Le projet de loi a été sur ce point amendé à l’Assemblée nationale – à l’initiative du député Tardy – dans un sens qui ne doit pas susciter de malentendu. En insérant la même précision, relative aux copies de source illicite, au sein d’autres articles du code de la propriété intellectuelle relatifs à la définition de l’exception pour copie privée, cet amendement technique, de pure coordination, ne change pas le périmètre de l’exception pour copie privée par rapport au texte initial du gouvernement : dès lors que les copies de sources illicites ne sont pas dans l’assiette de la rémunération pour copie privée, il est clair - au regard du droit interne mais aussi du droit communautaire - que ces copies ne sont pas couvertes par l’exception pour copie privée.
Le projet de loi prévoit par ailleurs l’information de l’acquéreur d’un support d’enregistrement concernant le montant de la rémunération pour copie privée auquel il est assujetti, ce qui représente une avancée intéressante pour la compréhension par chacun du mécanisme de la copie privée et de ses enjeux.
Au regard des interrogations techniques qu’a suscité cette disposition, je tiens à préciser que le gouvernement veillera à ce que les modalités de sa mise en œuvre réglementaire soient les plus souples et les plus pragmatiques possibles.
Mesdames et Messieurs les sénateurs, vous l’avez compris : devant une situation d’extrême urgence, ce projet de loi, privilégie une réponse pragmatique, immédiatement applicable, et respectueuse qui plus est des jurisprudences du Conseil d’État et de la Cour de justice de l’Union européenne.
Par delà cette réponse de court terme, mon ministère a engagé une réflexion plus globale, plus ambitieuse - que nous appelons tous de nos vœux - sur l’incidence des évolutions technologiques sur le mécanisme de la copie privée.
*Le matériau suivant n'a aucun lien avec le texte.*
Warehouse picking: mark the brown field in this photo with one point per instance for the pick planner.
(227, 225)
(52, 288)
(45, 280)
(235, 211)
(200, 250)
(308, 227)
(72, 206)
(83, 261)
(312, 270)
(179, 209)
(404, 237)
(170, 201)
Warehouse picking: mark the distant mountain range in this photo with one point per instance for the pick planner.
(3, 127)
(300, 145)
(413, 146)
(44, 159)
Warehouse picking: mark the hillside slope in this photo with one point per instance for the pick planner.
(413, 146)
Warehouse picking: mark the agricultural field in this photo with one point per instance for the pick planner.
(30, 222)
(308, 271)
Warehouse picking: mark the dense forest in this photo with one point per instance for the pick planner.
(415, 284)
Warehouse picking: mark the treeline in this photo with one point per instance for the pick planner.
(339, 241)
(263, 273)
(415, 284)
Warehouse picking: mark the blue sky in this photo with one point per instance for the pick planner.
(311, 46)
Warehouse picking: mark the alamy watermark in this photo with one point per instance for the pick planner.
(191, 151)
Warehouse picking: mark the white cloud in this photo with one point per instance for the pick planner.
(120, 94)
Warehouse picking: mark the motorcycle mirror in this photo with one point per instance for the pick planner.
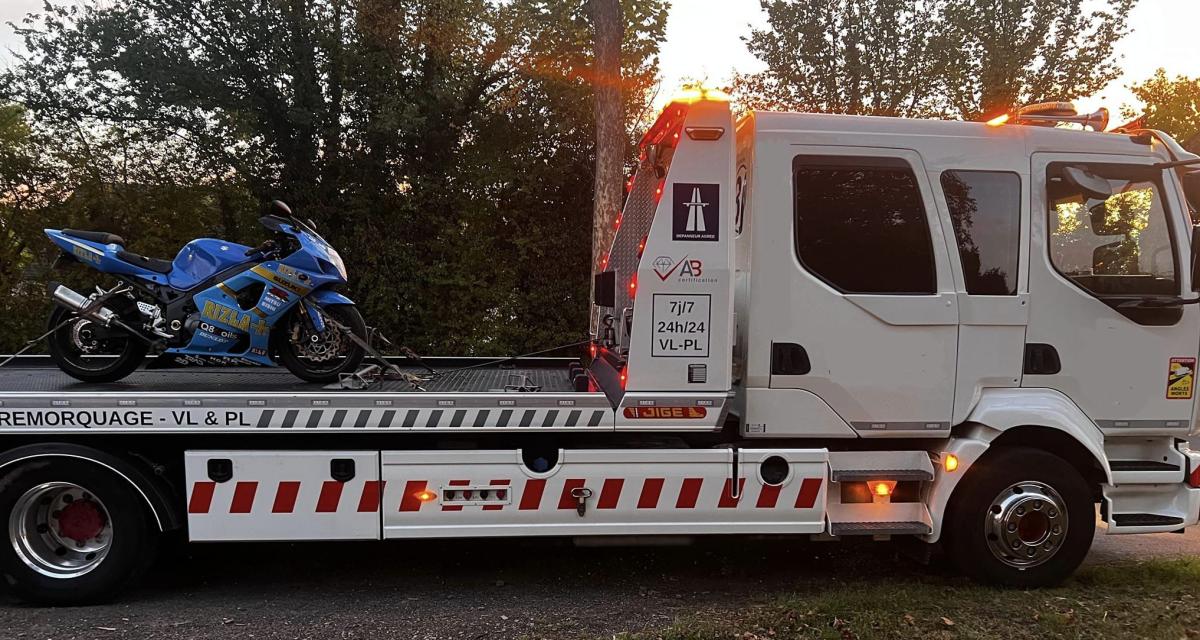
(279, 208)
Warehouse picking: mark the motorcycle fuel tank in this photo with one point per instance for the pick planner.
(202, 258)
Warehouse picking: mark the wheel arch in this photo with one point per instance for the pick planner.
(1042, 419)
(155, 492)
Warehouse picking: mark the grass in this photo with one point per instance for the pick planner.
(1158, 599)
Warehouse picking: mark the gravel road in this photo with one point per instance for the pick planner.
(471, 588)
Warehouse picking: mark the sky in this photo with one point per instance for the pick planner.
(703, 42)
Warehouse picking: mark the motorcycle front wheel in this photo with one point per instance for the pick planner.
(319, 357)
(90, 352)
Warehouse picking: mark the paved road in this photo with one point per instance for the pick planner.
(472, 588)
Cette réflexion nous permettra d’aborder l’ensemble des questions souvent légitimes que suscite l’avenir de ce mode de rémunération de la création. Cette réflexion est conduite notamment dans le cadre d’une commission spécialisée du Conseil supérieur de la propriété littéraire et artistique, présidé par Sylvie Hubac, qui a été chargée d’étudier l’incidence de « l’info nuage » aussi appelé « cloud computing » sur la rémunération pour copie privée.
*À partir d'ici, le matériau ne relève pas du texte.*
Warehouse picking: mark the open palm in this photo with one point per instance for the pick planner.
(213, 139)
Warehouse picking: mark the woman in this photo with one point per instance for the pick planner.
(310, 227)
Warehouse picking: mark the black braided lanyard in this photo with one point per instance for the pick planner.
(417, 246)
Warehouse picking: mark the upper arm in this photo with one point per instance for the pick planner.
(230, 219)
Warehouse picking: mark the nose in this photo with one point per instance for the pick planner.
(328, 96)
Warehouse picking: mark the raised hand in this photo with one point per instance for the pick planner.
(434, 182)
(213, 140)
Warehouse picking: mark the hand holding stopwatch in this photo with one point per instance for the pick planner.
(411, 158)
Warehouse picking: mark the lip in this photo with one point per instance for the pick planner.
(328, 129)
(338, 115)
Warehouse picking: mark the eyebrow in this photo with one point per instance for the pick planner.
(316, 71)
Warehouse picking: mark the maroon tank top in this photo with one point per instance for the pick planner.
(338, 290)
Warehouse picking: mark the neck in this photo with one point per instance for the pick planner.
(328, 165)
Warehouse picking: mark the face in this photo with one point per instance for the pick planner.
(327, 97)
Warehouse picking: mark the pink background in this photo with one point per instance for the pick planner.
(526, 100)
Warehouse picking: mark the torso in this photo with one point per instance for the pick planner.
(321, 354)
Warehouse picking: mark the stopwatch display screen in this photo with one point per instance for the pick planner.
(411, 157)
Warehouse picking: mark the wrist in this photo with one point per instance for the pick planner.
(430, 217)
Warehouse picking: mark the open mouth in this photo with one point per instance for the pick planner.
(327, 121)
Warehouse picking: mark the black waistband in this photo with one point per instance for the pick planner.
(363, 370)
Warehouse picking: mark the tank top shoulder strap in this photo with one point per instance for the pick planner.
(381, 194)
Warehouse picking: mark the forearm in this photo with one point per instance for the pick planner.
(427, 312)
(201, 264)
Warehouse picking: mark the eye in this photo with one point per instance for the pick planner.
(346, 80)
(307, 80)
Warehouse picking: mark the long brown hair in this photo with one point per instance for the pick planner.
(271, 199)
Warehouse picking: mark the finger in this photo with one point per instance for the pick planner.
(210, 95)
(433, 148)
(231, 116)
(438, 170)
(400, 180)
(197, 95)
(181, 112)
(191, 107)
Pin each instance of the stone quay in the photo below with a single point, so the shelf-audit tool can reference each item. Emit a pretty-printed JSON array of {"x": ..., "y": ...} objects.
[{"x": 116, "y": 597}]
Mesdames et Messieurs les sénateurs, parce qu’il y va de l’héritage d’une loi fondatrice, que nos prédécesseurs ont su à l’époque adopter à l’unanimité, parce qu’il y va de notre responsabilité collective à l’égard de la création, je souhaite que nous puissions parvenir à l’adoption la plus consensuelle possible de cette loi essentielle, qui est avant tout une loi d’urgence. Ce sera une nouvelle fois le signe de notre réactivité, de notre engagement commun pour la défense de ceux qui inventent, de ceux qui composent, de ceux qui créent.
Je vous remercie.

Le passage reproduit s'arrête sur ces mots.